Jesus had to go through Samaria (John 4:4 CEB)
Sometimes things present themselves to me which I have to do. I have no choice. Doing the dishes is an example of this. Every time I do the right thing and cook my own meal I am left having to clean up after myself. I don’t necessarily want to, but they stare back at me from the sink with eyes glaring as the soap and sponge gaze longingly to do their respective jobs. Realistically, if I want to use those dishes the next day or if I want my kitchen not to reek, those dishes have to get washed. Cause and effect.
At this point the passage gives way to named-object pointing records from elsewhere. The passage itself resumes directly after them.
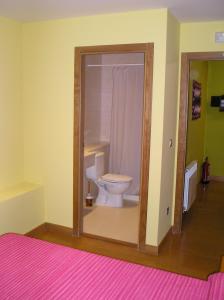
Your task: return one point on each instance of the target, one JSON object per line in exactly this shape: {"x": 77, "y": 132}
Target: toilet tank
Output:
{"x": 99, "y": 164}
{"x": 97, "y": 170}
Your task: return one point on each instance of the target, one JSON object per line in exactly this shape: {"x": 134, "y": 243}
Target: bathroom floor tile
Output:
{"x": 112, "y": 222}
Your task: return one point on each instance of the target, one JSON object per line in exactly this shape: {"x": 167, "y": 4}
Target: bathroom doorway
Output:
{"x": 112, "y": 141}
There are other times where there are different paths in front of me, different avenues of action, but I am compelled to one. My decision of which college to go to was like that. I applied to Iowa, Wartburg, and lastly Culver-Stockton. I was accepted to each of them, and so I had choices. Or so it seemed. After I made my decision, my mother told me she knew I was going to pick C-SC. Because I was who I was, there was only the illusion of choice, I never really had a chance at all.
Jesus’ journey was a bit like that. The author of John wrote “Jesus had to go through Samaria,” (after saying Jesus left Judea to go to Galilee) but that word had could be a bit misleading. There was more than one path to Galilee. He could have made the choice to take a different road. He could have avoided Judea’s most hated rival, a nation with the same historic roots as Israel/Judea who (in the early 1st-century Jewish mind) turned their back on that history. Jesus could have gone home by a different way, but he had to go to Samaria. He was obligated to do so, and what happened changed the land and broke down the barrier of a history filled with hate now centered on the one who is “truly the savior of the world.” (John 4:42 CEB)
We are no different. In making that same confession of faith, that Jesus is the savior of the world, we are pledging to change our ways of thinking. We will be obligated to do certain things. We will have to work for justice for those society rejects. We will have to reconcile those relationship tainted by grudges. We will have to welcome those who are different than us to the Table.
Of course at a cognitive level, we do have a choice. But if we are following a Savior who crosses the very boundaries we put up to keep others out and away from us, do we really?